Questions have been raised about whether Telecom's 0867 numbering scheme would stand up in court.
IT lawyer Craig Horrocks believes Telecom must prove users are making data calls rather than voice to be able to charge 2 cents a minute.
Telecom plans to charge 2 cents a minute for ISP users who don't dial its new 0867 numbers.
"If you say: 'I dialled that modem for a voice purpose, you prove I used it for data', then it's not enough for Telecom to say: 'You called an ISP number therefore it's a data call'," says Horrocks, who is a Computer-world contributor.
He believes if Telecom is able to prove you are using the connection for data traffic instead of voice it would be invading your privacy and would be in breach of the Privacy Act.

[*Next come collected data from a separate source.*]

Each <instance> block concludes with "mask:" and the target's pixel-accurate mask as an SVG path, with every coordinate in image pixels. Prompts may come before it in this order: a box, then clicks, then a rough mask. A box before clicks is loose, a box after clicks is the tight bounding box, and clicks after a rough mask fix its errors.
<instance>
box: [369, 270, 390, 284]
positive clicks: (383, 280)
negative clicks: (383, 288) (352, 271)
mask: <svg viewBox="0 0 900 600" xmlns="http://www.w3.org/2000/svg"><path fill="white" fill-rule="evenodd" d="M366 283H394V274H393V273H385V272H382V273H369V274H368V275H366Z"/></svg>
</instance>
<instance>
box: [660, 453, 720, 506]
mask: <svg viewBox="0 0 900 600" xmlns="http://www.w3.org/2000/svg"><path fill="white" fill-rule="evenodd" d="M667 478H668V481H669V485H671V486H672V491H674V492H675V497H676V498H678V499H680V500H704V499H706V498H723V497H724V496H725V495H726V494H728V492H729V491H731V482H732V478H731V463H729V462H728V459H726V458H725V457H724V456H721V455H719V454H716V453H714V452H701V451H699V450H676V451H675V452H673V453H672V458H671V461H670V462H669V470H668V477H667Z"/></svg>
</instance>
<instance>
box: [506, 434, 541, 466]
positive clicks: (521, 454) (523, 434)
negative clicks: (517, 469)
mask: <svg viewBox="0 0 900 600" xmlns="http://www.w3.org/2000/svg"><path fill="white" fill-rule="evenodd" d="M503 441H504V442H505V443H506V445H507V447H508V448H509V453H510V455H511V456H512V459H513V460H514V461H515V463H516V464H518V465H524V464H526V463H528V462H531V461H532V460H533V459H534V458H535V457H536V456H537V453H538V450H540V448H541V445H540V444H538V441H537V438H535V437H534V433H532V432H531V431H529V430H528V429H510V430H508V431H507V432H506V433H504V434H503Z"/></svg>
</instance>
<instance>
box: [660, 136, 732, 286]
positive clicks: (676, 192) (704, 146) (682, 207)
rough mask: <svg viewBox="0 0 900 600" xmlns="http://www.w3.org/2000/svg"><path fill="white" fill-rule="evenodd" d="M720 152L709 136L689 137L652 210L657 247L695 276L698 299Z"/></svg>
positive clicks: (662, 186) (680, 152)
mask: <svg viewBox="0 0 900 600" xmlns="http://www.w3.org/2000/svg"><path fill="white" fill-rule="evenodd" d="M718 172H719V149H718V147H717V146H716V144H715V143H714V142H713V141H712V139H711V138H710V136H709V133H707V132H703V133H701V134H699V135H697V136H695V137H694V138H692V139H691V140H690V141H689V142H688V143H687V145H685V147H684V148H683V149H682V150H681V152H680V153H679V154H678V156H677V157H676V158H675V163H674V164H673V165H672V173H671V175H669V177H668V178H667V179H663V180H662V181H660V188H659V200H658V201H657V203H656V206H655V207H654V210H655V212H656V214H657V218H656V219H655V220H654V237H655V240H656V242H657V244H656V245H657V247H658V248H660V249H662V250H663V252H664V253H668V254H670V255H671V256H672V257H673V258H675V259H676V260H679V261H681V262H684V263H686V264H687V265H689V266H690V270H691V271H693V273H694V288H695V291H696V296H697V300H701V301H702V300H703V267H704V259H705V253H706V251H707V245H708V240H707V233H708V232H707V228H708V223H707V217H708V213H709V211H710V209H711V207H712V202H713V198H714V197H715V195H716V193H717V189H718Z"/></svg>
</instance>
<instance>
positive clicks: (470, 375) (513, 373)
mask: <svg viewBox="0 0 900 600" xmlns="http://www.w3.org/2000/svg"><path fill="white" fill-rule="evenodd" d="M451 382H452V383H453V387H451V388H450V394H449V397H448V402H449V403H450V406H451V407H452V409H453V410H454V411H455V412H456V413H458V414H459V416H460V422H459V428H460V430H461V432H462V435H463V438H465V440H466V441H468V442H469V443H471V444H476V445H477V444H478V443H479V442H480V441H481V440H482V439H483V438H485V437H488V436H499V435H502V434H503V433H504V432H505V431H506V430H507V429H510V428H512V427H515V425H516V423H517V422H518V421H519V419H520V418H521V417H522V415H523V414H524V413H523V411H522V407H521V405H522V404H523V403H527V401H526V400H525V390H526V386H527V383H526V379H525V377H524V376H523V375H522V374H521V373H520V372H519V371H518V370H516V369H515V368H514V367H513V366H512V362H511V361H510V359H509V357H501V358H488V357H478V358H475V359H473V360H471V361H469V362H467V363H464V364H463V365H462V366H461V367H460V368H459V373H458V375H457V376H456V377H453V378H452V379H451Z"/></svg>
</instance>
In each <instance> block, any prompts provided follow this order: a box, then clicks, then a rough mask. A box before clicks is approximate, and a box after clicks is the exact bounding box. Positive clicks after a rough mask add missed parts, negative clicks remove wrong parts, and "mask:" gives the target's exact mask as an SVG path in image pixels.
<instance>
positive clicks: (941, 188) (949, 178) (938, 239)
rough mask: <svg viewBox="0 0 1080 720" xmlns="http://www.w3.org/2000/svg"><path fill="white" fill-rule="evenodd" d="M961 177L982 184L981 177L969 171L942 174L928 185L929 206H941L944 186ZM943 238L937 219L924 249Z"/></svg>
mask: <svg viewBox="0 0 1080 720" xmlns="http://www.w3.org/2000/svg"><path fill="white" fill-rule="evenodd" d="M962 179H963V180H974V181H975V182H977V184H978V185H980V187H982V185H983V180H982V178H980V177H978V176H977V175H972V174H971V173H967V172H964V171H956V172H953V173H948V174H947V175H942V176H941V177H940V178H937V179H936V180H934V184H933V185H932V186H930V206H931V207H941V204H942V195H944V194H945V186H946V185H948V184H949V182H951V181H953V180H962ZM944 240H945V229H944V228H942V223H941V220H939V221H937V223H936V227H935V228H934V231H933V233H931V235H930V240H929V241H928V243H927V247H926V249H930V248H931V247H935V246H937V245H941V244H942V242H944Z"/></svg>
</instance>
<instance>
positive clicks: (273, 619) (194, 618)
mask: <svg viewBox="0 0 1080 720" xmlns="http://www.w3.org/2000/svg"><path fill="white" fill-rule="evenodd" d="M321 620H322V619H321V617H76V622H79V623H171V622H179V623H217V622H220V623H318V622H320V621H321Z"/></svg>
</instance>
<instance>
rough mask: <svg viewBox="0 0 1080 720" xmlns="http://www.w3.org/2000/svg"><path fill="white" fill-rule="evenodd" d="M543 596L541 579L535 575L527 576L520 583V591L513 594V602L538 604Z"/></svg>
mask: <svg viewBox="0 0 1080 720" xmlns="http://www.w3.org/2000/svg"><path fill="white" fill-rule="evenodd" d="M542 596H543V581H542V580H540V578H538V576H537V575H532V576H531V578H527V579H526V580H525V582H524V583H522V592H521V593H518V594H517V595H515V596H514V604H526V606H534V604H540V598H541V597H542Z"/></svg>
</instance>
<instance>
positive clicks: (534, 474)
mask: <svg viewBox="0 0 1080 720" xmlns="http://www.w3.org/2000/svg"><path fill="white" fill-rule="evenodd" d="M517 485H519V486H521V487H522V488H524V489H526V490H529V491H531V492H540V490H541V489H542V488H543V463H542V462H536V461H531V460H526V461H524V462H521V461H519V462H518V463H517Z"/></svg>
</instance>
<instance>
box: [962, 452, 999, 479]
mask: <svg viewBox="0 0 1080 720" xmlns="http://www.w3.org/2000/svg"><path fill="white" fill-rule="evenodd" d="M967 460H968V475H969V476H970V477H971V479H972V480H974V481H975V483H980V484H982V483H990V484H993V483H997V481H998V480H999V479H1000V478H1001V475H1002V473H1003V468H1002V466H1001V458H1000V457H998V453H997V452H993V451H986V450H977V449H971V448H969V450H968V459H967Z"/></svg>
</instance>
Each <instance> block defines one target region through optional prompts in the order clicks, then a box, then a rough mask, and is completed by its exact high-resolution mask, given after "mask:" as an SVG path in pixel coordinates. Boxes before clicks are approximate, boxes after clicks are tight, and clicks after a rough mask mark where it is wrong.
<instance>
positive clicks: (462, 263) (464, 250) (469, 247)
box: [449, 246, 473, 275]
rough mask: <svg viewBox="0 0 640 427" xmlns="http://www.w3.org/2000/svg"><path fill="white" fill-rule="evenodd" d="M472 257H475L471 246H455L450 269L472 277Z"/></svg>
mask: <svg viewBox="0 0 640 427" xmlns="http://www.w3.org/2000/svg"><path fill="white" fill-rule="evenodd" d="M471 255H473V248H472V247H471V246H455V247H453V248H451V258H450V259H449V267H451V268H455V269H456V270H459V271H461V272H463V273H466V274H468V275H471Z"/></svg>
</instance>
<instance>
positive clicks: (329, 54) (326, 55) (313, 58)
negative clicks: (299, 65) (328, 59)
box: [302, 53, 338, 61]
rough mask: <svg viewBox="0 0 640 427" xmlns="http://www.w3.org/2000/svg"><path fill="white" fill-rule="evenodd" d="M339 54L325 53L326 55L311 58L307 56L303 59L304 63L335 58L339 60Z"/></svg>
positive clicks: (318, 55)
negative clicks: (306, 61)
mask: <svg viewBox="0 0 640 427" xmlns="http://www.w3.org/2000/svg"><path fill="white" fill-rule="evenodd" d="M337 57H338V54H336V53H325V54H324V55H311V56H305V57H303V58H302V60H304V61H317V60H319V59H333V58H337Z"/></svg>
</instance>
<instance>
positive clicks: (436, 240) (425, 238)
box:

"At the moment, [Telecom] can tell that you've made a connection with a particular subscriber but they don't know what you're talking about." Horrocks says to prove you are using the call for data and not voice, Telecom will have to know whether you are downloading data.
Telecom spokesman Glen Sowry says Telecom cannot do that.
"We have absolutely no visibility of where a customer goes on the Internet. It would be logistically impossible to monitor whether a call is voice or data."
Telecom decides whether a call is voice or data at the earliest stage: "It's based on the number dialled."
Sowry can't understand why anyone would call a modem and listen to the noise. "We hope common sense would prevail." Horrocks says that isn't enough.
"If they prove you made a data call then they can charge you but they've breached your privacy.
"If they can't prove you've made a data call they can't charge you and you can carry on using the old dial up number for free."
"If [customers] didn't have to pay the two cents per minute, we wouldn't be doing anything at all," says Hamilton-based ISP The Wave's managing director, Wayne Attwell. He would rather stay on the existing payment structure and says the only reason he's shifting to 0867 is because of the surcharge.
A Clear communications spokesman Ross Inglis says: "It's a question that hasn't been adequately answered and Internet users are entitled to an answer."
"That's a very interesting suggestion and we'll be very interested to see how it progresses," says Internet Society executive director, Sue Leader.
The Privacy Commissioner says he does not investigate hypothetical situations.